Foam-backed pressure-sensitive adhesive tapes are used in a wide variety of applications. Some such tapes have a pressure-sensitive adhesive layer on each surface and may be used for mounting objects such as pictures on walls or plastic body side molding on automobiles. Other such tapes have only one adhesive layer. For example, a single-adhesive layer may function to position the foam backing as a cushioning gasket for an automobile window which is sealed by fastening a metal strip to the window frame. Most such applications require the foam backing to have both good compressibility and good resilience. For good compressibility, the foam should have an open-cell structure.

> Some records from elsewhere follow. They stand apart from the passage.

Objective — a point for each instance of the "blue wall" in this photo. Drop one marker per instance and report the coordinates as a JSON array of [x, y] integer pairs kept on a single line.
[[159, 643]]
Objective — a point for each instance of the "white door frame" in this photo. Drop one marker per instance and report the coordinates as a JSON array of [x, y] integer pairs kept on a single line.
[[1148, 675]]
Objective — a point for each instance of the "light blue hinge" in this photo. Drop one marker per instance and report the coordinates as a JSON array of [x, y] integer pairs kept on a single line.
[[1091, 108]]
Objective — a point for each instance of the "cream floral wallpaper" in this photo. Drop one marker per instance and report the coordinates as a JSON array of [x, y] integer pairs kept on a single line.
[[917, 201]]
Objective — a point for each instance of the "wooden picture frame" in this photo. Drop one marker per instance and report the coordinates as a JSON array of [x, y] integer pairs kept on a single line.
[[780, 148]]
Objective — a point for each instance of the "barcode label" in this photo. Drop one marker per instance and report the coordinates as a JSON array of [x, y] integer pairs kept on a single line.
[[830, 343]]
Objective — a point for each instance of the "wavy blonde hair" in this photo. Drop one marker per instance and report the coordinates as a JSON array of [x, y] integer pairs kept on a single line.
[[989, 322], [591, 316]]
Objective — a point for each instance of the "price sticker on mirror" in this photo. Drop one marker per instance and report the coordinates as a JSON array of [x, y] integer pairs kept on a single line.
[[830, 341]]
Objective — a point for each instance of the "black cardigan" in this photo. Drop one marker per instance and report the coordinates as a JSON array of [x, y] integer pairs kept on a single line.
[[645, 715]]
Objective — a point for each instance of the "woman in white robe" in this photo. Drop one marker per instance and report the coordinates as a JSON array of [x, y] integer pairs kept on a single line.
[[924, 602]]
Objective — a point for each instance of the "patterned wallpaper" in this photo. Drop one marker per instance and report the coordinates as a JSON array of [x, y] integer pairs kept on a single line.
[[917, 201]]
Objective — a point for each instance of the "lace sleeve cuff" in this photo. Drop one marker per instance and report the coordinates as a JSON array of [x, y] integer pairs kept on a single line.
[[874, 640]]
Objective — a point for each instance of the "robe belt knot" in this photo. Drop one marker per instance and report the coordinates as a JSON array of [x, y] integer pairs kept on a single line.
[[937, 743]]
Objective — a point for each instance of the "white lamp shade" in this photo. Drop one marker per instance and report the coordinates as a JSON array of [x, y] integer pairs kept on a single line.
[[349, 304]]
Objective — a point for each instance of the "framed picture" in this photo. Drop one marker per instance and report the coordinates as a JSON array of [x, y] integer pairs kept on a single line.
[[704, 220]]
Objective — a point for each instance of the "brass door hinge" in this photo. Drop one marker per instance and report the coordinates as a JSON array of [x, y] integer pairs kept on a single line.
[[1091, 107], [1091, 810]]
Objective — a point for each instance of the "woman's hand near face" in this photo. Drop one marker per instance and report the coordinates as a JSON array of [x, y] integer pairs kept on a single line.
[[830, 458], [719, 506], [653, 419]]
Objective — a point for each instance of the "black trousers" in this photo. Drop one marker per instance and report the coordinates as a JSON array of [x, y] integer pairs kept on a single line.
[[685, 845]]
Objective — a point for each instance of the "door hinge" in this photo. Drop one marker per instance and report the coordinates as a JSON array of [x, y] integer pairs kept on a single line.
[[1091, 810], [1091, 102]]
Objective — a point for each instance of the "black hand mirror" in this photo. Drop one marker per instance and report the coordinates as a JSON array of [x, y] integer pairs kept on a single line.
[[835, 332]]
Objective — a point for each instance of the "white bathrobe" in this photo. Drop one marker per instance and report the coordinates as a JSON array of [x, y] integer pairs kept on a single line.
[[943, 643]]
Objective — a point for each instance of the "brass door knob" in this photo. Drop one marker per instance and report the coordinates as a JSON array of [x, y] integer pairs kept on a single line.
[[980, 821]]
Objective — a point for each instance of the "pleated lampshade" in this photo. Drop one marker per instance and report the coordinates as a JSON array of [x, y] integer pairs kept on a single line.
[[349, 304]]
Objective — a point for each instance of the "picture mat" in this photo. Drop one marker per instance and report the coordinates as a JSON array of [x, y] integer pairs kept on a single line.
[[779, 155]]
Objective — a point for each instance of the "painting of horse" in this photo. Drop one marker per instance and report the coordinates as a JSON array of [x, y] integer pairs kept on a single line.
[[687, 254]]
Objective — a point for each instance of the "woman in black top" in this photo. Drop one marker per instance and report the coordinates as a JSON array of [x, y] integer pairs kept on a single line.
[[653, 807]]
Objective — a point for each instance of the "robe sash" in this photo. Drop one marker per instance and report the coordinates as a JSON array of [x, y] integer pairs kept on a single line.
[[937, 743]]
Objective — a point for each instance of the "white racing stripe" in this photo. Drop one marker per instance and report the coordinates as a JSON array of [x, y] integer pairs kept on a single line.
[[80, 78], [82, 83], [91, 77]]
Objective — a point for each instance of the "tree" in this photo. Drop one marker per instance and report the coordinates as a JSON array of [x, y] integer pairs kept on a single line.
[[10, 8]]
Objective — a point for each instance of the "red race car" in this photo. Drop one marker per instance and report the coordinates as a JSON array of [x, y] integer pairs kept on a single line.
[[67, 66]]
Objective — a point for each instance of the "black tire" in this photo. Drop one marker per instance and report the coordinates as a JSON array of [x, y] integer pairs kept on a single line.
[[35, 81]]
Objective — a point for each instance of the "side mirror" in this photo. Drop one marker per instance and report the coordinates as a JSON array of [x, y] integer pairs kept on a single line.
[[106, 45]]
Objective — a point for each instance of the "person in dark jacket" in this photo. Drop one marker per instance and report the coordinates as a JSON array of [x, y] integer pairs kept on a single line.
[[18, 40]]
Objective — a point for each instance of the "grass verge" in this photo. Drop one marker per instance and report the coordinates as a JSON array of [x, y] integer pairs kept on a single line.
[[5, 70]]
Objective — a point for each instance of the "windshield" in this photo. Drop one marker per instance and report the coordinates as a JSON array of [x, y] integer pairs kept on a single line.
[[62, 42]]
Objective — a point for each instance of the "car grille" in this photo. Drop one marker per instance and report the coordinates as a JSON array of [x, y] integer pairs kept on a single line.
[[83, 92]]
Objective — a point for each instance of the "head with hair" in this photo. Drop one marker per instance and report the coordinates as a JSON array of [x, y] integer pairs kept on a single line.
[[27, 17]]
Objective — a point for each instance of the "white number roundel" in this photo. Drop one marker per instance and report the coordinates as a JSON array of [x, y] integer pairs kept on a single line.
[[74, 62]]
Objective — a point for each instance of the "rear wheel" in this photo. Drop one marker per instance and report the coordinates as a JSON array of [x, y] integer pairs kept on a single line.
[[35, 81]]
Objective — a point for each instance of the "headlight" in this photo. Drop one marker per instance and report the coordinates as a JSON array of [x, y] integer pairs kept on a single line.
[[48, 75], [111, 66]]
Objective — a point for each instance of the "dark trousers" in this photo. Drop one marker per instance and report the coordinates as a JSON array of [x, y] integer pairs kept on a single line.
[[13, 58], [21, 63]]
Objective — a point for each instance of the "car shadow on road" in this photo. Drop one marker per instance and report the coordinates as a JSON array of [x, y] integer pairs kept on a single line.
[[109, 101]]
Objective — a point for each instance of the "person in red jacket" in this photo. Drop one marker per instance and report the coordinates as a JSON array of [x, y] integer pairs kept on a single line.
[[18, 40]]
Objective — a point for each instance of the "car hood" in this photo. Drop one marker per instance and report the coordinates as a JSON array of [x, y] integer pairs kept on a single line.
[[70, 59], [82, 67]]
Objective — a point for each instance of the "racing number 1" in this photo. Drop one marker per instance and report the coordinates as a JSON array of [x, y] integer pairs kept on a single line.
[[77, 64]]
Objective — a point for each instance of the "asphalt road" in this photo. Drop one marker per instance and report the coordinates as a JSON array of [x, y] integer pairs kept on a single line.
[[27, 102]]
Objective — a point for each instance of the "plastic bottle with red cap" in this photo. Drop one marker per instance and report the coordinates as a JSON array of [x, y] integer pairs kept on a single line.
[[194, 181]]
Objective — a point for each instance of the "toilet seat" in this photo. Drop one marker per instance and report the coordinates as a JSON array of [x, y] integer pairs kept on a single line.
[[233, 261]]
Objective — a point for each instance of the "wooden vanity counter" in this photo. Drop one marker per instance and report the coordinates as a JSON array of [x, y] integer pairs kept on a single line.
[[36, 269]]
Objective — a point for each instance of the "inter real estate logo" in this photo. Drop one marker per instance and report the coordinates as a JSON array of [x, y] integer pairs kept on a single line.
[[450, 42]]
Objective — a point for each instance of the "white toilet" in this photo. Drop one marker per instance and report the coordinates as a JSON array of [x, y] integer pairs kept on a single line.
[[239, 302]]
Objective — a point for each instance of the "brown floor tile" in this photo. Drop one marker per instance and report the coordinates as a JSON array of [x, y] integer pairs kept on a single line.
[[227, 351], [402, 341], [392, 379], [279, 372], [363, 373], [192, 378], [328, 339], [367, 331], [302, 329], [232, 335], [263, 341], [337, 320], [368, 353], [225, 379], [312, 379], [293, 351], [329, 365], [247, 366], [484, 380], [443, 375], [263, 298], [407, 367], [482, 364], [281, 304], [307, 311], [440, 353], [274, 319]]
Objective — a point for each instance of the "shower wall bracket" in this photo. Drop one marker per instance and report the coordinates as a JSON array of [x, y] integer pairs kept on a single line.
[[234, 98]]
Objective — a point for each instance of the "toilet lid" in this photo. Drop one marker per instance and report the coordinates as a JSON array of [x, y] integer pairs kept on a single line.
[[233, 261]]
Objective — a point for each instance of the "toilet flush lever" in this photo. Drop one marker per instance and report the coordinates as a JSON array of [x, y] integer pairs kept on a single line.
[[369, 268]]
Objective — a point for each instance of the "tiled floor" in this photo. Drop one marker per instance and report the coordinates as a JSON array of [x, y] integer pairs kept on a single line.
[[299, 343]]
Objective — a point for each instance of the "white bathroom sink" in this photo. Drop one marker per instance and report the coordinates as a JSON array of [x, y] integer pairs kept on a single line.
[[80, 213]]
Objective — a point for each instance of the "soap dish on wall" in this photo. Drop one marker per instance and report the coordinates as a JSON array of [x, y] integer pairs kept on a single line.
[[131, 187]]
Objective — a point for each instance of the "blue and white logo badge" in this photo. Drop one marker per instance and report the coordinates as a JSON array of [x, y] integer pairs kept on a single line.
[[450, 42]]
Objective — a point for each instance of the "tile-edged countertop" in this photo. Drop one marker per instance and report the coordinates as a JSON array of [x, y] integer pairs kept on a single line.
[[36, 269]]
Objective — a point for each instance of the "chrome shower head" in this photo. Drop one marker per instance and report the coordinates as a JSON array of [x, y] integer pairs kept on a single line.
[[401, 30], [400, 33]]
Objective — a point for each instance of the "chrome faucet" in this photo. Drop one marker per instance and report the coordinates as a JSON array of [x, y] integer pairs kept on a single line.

The backing of one such pressure-sensitive adhesive tape is a polyurethane foam, as disclosed in Canadian Pat. No. 747,341, but polyurethane foams tend to swell excessively in contact with oils such as gasoline, especially when of open-cell structure. Open-cell polyurethane foams tend to wick both gasoline and water and, in automotive use, may carry such liquids into the interior of the vehicle. Hence, tapes of the Canadian patent have been put to little or no exterior automotive use.
Vinyl foams have rather good resistance to gasoline and water and are used as backings in pressure-sensitive adhesive tapes for automotive use even though they tend to be of closed-cell structure and hence of limited compressibility. However, the plasticizers which are essential to their compressibility and resilience tend to migrate into the adhesive layers, eventually rendering them soft and pasty and destroying their holding power. The plasticizer migration problem becomes especially severe if the plasticizer level is increased in an effort to improve the limited compressibility of the foam.
Neoprene foams also offer good resistance to gasoline and water, but pressure-sensitive adhesive tapes made therewith are relatively expensive. These tend to have closed-cell structure so that it is difficult to attain the degree of compressibility which is generally desired for automotive applications.
Polyethylene foams are less expensive but also tend to have poor compressibility due to closed-cell structure. They exhibit less resistance to heat than do the aforementioned foams.